I sit helplessly at the side of my daughter’s bed, all torn up inside, powerless and at my wits’ end. What to do? What needs to be done? Nothing seems to stack up. My daughter has been lying in bed for days with running a fever of almost 41°C. She looks so tiny in her struggle. She bravely tries to remain cheeky and cool. Her eyes give her away: horror, confusion, fear. The doctors treating her have just informed us they suspect it is myocarditis – an inflammation of her heart muscle. A shock that we will need a long time to recover from, as I well know from my own experience of what the diagnosis can mean.

My daughter had just got back from an ecological protect-the-turtles project in Brazil. On the back of a festering tonsilitis she had suddenly started running a fever, every day, incessantly, for a whole week. No antibiotic worked. The fever could only be allayed for brief periods by antipyretics and leg compresses. The fever could only be lowered emphatically in hospital through the administering of cortisone in high doses.

How I admired my daughter, battling bravely against the bursts of fever with the frightening shakes and sweats, toughing it out each time, sometimes four or five times a day. Her suffering and my own helplessness were enough to make me cry. As her father, I found it hard if not impossible to uphold the necessary distance a doctor should have. The doctors we had sought out, and above all the marvelous team of nurses and care-workers at Berlin’s Virchow Clinic, took over treating her – and they showed such empathy, were so conscientious, and successful.
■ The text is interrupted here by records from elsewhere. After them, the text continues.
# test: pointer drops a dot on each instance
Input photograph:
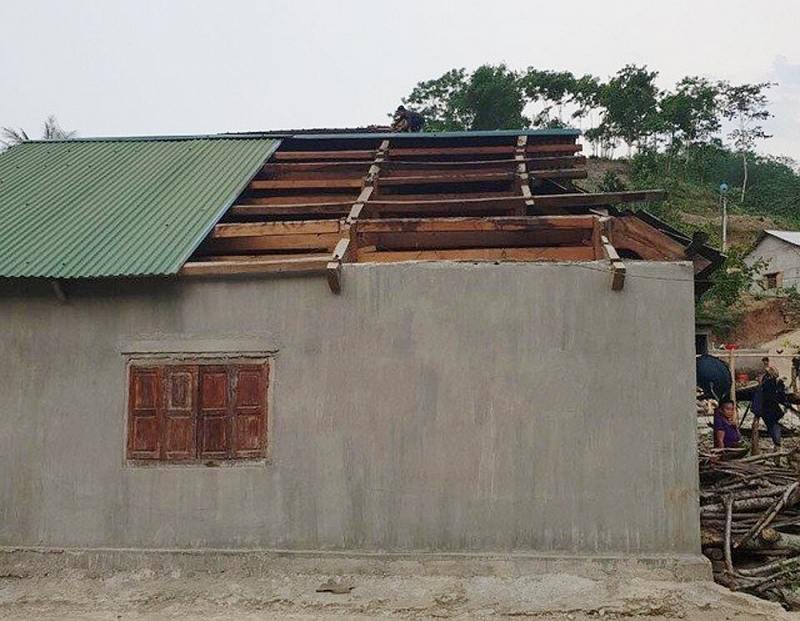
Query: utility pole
(723, 201)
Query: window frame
(199, 362)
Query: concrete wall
(781, 257)
(439, 407)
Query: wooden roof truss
(315, 205)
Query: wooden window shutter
(179, 432)
(249, 390)
(213, 434)
(144, 404)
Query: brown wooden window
(197, 412)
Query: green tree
(746, 106)
(689, 116)
(491, 97)
(50, 131)
(552, 89)
(630, 101)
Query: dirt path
(145, 596)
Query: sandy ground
(145, 596)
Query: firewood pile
(750, 522)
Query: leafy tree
(553, 89)
(50, 131)
(439, 101)
(746, 105)
(689, 115)
(491, 97)
(719, 306)
(630, 103)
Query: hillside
(690, 205)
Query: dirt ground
(146, 596)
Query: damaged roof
(117, 207)
(309, 202)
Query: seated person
(407, 120)
(726, 432)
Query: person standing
(770, 408)
(726, 432)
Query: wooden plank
(632, 234)
(454, 177)
(399, 152)
(333, 269)
(290, 156)
(250, 266)
(331, 199)
(544, 237)
(524, 223)
(331, 210)
(355, 211)
(233, 245)
(618, 269)
(257, 229)
(564, 253)
(264, 256)
(303, 184)
(599, 198)
(404, 209)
The team managed to bring the nascent myocardia to a halt, the illness was healed, and my daughter duly discharged. What an incredible feeling of happiness; my soul was doing somersaults. There are hardly words to describe the feeling. Well, I could as a doctor, but definitely cannot as a father. A massive load was taken off my mind. After all, I had lost my beloved brother at the tender age of 44 to a severe illness and had witnessed first-hand how my mother and father both imploded, as it were, how they simply collapsed, no longer to be saved. No consolation, no encouragement helped, and they both slowly disappeared into silence. It is really tragic when children pass away while their parents are still alive. How merciful when that is avoided. It makes me blissfully happy!